La singolare collina delle croci, il luogo di pellegrinaggio in Lituania dove da quasi due secoli vengono poste delle croci su una collinetta.

Lituania, la collina delle croci

Un luogo sacro ospita una insolita collina con piantate nel terreno oltre centomila croci.
Sono state infatti messe direttamente dai pellegrini e dai semplici turisti.
Oggi questa collina è Patrimonio dei beni immateriali dell’UNESCO.

Una piccola montagnola e contemporaneamente uno dei luoghi più visitati di tutta la Lituania.

Siamo a Jurgaičiai e qua, in una piccola collina, è da praticamente due secoli che i pellegrini piantano nel terreno delle croci. La prima conosciuta risale infatti al 1831 ed è stata posta, come tutte le decine di migliaia successive, in memoria dei deceduti scomparsi durante la liberazione della Lituania.

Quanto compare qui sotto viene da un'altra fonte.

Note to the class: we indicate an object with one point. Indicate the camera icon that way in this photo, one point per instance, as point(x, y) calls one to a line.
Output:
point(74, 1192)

La storia della Collina delle Croci

La storia ricorda come lo Zar impose il divieto, messo in vigore una trentina d’anni dopo la posa della prima croce, di installare croci sia nelle strade che anche nei cimiteri.

Anche durante gli anni sovietici, la Collina delle Croci risultava essere un luogo da non ereggere come simbolo, un posto da dimenticare o, anche, da vietare.
Nel 1961, infatti, le croci vennero completamente distrutte e quelle ancora non irriconoscibili rimosse completamente.

E’ la notte in cui fuoco e fiamme distrusse ogni croce in legno mentre quelle in metallo, ancora in minoranza, vennero fuse. Le poche stabili e costruite in cemento invece diedero vita a nuove strade.

L’episodio del 1961 non fu altro che il primo di una piccola serie di vandalismi religiosi.
Ma in tutte le occasioni, ogni volta più motivati, i fedeli lituani ripresero a ricollocarne, notte dopo notte, incuranti sia dei divieti che delle disposizioni di leggi.

Oggi è una meta religiosa tra le più importanti e contemporaneamente un luogo dove il popolo si ritrova unito, una identita nazionale che viene ben consapevolmente miscelata al profano.

Il viaggio di Giovanni Paolo II

E che la Collina delle Croci sia un luogo sacro, come tutta la zona, è testimoniato anche da Giovanni Paolo II.

Qui, infatti il Papa si recò nel Settembre del 1993 in pellegrinaggio e durante la messa pregò in memoria di tutti i martiri lituani.

Oggi il pellegrinaggio è arricchito da un numero sempre maggiore di croci ma anche dal Monastero Francescano, costruito nella prossimità della Collina in ricordo proprio della visita del Papa.